Além de todos os méritos citados até aqui, "Meu Pedacinho de Chão" teve momentos especiais que vão ficar muito bem guardados na memória. Os musicais como "A dor da Saudade" e "Beijinho Doce"; a chegada do outono e do inverno - deliciosamente conectadas às reviravoltas na história de Zelão (Irandhir Santos) -, e que trouxeram novo fôlego e mais brilho aos olhos público... Todos estes são exemplos.
Quando às atuações, também é complicado destacar este ou aquele nome dentre um elenco tão bem preparado. A começar por Geytsa Garcia e Tomás Sampaio, maravilhosos como Pituquinha e Serelepe, os atores executaram muito bem os personagens, com os arquétipos bem delineados.
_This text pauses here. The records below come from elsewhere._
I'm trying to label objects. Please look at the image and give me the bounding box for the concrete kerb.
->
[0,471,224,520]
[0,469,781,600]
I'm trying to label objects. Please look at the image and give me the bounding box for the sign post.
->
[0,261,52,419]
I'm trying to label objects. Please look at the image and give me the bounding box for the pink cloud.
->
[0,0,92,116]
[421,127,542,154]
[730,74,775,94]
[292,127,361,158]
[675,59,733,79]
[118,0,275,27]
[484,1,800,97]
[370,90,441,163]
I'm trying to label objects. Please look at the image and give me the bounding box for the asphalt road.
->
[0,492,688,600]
Juliana Paes nunca esteve tão bem em cena como agora com Madame Catarina e seus dedinhos inquietos. Ainda que tenha passado um pouco da conta no esganiçar da voz em algum momento, essa personagem é de uma composição tão rica que não pode ser comparado aos trabalhos pregressos da atriz. O mesmo é possível dizer de Rodrigo Lombardi: completamente distinto de qualquer outro papel, na pele de Pedro Falcão ele manteve uma consistência do início ao fim e foi crescendo a cada capítulo nos gestos, na postura e no vocabulário característico do sitiante.
Teuda Bara e Inês Peixoto , foram duas joias em cena. Impecáveis. Flávio Bauraqui, Johnny Massaro, Bruno Fagundes e principalmente Irandhir Santos também se destacaram mostrando o tamando de seu talento e a qualidade do trabalho. Bruna Linzmeyer, Paula Barbosa , Dani Ornellas são outras três atrizes que merecem aplausos.
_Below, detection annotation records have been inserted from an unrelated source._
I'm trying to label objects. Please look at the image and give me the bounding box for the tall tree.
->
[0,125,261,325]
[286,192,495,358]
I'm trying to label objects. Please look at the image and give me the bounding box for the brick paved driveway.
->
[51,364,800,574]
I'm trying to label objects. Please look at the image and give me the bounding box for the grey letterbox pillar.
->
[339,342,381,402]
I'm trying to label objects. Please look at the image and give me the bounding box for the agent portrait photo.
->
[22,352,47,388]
E como não falar da trilha sonora (e dos efeitos de sonoplastia), que de maneira tão singela fazia parte das cenas, nos levando para dentro da história e oscilando entre o cinema a animação? Um recurso muito bem explorado, que casou harmoniosamente com as brincadeiras divertidas da edição, resultando em sequências que muitas vezes mais pareciam a leitura de um gibi.
Com trama leve e conflitos corriqueiros, a novela abordou assuntos importantes como direitos trabalhistas, corrupção na política, educação e analfabetismo... Além de contar as tradicionais histórias de amor, que não podem faltar em qualquer folhetim. E o seu final não poderia ser diferente: vários casamentos e aquele tão esperado "foram felizes para sempre" para os casais apaixonados. Já Serelepe conseguiu ser aceito em uma família e se revelou irmão de sua tão amada melhor amiga Pituquinha. Tudo resultado da redenção do terrível vilão Epa (Osmar Prado), que se regenerou.
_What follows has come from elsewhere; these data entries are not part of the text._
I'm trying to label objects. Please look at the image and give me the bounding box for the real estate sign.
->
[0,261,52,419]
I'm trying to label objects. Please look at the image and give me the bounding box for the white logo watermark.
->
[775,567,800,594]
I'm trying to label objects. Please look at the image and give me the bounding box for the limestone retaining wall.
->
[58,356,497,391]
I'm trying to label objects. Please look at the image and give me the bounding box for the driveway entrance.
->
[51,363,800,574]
Enfim, "Meu Pedacinho de Chão" pode não ter sido um sucesso retumbante de audiência, mas certamente é digna de muitos prêmios e seu valor precisa ser explicitado. Em tempos de tanto realismo atroz, uma fábula criada com tamanha sofisticação dramatúrgica e criatividade estética precisa e deve ser reverenciada. Que venham mais obras como essa!